„Schtuegert“ kann man ja leicht übersehen, denn es liegt in einem tiefen Talkessel. Manche sagen „ema Loch“. Paradoxerweise liegt Deger-„loch“, der ehemalige Höhenluftkurort, hoch auf den lichten Höhen der Filder. So an Bleedsenn. Eigentlich müsste es Deger-garten und Stutenloch heißen!

Stuttgart ist nun mal die Hauptstadt des Ländles. Das ist ein Umstand, der es im Land nicht gerade beliebt macht. In Oberschwaben wird kolportiert: „Wer Vaddr ond Muddr it folgt, muss noch Schtueget“. Schließlich geht von Stuttgart eine unglaubliche Sogwirkung aus. Alles ist im Fluss und so zieht es denn alle Steuergelder magisch nach Stuttgart. Erschwerend kommt hinzu, dass das Ländle von Stuttgart aus regiert wird, was zumindest den badischen Schwaben und den von König Friedrich annektierten oberschwäbischen Landen ein dicker Dorn im Auge ist.

„En Schtuegert mecht i net tot ibrm Zaun hänga!“, heißt es da. Der Hauptsitz nahezu aller Verbände und Organisationen befindet sich in Stuttgart. Deshalb muss so mancher Einwohner des Landes wenigstens einmal im Jahr zum Rapport in die Landeshauptstadt. Meist graust es ihm davor. Das hat mehrere Gründe.

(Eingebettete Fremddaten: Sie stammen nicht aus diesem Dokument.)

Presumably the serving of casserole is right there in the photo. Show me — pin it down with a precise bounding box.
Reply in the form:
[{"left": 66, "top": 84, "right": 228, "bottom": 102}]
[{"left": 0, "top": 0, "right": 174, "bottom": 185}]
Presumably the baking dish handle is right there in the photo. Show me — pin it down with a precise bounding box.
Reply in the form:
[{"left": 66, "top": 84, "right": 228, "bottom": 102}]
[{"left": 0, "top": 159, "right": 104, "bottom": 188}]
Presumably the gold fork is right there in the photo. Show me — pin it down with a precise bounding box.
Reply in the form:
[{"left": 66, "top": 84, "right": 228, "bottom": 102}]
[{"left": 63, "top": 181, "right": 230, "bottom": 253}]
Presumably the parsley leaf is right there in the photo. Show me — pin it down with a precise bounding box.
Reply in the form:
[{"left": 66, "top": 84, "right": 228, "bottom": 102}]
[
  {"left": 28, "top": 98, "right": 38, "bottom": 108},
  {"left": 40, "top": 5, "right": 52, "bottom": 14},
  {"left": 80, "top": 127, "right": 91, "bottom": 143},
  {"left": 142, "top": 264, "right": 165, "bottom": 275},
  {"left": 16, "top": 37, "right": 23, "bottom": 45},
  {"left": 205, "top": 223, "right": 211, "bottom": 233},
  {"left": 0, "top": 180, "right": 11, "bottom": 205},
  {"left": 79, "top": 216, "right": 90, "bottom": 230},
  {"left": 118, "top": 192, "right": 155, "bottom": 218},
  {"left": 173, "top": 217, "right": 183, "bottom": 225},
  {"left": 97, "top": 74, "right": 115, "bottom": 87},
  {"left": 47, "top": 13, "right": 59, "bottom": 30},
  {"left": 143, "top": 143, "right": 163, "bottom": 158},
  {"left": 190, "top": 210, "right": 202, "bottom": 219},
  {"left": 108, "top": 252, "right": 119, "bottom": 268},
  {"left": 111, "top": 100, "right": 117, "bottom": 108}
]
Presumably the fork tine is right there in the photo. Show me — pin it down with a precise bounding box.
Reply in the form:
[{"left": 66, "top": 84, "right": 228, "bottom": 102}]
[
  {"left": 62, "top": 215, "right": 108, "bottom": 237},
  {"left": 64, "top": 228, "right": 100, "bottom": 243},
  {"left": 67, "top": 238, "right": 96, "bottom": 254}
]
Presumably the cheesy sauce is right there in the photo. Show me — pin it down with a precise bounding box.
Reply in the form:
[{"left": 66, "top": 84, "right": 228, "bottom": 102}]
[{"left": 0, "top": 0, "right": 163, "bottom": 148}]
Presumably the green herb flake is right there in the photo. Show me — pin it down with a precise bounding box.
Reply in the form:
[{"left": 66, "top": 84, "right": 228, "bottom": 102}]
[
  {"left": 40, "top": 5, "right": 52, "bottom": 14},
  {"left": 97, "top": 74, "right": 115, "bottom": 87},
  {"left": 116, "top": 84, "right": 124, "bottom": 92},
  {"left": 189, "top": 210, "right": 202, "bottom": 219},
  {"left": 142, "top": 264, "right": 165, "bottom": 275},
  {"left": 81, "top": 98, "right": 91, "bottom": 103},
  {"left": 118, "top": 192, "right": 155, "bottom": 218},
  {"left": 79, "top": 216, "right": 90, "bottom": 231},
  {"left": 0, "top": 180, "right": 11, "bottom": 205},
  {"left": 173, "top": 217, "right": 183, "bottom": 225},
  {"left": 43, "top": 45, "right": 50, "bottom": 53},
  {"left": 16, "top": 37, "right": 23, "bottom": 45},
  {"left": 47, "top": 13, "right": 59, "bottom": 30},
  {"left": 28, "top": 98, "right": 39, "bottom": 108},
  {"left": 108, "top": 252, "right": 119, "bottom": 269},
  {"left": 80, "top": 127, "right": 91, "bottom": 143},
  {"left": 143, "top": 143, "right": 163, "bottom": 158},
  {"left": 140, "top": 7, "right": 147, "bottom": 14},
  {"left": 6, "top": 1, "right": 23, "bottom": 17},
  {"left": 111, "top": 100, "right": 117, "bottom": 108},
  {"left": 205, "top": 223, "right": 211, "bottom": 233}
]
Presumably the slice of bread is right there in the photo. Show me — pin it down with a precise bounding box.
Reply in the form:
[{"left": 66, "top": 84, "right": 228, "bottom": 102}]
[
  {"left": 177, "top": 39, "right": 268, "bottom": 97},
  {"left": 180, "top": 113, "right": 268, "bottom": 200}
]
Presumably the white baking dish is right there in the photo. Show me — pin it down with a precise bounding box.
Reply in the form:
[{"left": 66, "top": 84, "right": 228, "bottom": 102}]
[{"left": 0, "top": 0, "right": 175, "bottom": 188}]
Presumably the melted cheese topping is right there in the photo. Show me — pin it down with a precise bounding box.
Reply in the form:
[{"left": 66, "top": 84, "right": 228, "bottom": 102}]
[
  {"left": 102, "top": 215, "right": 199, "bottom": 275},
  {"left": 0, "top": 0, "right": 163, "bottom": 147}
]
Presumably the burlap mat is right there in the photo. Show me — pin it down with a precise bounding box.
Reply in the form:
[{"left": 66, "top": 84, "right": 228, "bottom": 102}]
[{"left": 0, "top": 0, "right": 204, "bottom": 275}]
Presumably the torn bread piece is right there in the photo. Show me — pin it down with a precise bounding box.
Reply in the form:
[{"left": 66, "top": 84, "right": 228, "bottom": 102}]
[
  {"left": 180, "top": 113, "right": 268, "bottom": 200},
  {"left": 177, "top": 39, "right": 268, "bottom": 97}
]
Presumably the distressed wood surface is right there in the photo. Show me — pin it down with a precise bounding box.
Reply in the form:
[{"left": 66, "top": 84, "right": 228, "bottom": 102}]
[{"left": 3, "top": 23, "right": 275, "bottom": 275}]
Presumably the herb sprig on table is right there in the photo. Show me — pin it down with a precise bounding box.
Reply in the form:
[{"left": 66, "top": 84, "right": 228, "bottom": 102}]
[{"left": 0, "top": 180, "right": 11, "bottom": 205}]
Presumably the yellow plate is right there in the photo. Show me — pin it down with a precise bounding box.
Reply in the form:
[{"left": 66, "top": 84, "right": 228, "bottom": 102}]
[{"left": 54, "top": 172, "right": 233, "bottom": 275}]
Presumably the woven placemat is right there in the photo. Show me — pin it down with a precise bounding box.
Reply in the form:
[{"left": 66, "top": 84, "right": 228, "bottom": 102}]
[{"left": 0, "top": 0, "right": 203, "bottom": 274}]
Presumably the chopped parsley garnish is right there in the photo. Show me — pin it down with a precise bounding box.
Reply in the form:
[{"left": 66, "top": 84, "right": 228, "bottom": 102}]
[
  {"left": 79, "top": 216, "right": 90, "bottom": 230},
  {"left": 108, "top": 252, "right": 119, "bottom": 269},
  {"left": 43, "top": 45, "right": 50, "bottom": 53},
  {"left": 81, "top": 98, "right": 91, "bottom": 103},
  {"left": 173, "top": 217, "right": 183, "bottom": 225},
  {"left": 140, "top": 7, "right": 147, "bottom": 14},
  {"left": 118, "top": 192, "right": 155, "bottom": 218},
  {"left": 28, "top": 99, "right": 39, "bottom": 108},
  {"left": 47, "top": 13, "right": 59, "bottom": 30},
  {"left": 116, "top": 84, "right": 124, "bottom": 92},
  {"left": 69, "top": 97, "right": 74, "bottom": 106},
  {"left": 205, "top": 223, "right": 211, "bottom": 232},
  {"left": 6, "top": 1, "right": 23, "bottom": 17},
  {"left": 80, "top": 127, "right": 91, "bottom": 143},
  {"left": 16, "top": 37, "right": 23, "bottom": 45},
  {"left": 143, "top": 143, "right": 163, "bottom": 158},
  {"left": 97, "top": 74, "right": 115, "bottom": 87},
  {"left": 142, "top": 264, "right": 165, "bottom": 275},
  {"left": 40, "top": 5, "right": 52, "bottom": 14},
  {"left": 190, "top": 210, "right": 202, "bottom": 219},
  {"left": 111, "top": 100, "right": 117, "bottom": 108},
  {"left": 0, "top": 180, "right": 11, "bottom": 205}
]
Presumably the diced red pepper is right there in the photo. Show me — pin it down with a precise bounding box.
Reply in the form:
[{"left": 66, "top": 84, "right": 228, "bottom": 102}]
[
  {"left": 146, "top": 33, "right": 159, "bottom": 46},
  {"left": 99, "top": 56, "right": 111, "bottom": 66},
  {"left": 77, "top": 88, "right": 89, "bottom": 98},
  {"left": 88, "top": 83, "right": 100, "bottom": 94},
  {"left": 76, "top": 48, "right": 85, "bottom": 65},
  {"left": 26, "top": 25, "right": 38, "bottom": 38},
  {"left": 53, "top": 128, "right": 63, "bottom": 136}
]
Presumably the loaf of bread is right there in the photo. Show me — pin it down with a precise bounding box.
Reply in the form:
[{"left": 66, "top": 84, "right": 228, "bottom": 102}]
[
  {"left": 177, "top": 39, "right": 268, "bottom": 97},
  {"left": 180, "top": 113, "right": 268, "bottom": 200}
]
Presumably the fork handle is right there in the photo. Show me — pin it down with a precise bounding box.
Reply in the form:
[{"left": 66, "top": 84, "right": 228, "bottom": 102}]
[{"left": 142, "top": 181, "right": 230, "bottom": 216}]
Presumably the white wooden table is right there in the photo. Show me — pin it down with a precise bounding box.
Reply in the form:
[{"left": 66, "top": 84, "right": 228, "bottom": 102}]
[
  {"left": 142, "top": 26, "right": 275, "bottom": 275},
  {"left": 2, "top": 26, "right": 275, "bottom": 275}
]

Erstens: Um Stuttgart herum ist praktisch immer Stau, was die Anreise extrem schwierig macht. Zweitens: In Stuttgart ist praktisch immer Stau, was die Durchreise besonders schwierig macht. Drittens: In Stuttgart sind praktisch alle Parkplätze ständig belegt, was das Parken in den wenigen nicht überfüllten Parkhäusern extrem teuer macht. Viertens: Meist möchte sich die Ehefrau des ohnehin schon geplagten Menschen einem Einkaufsrausch hingeben, während er geschäftlich unterwegs ist, was die Sache unglaublich teuer macht. Schließlich gibt es in der Königstraße ein Schuhgeschäft neben dem anderen. Letztens: Um Stuttgart herum ist praktisch immer Stau, was die Ausreise besonders schwierig macht ... Und dann kommt noch das Thema Fahrverbote dazu. Aber lassen wird das...

Bis näggschd Woch’ - dann wieder ganz schwäbisch!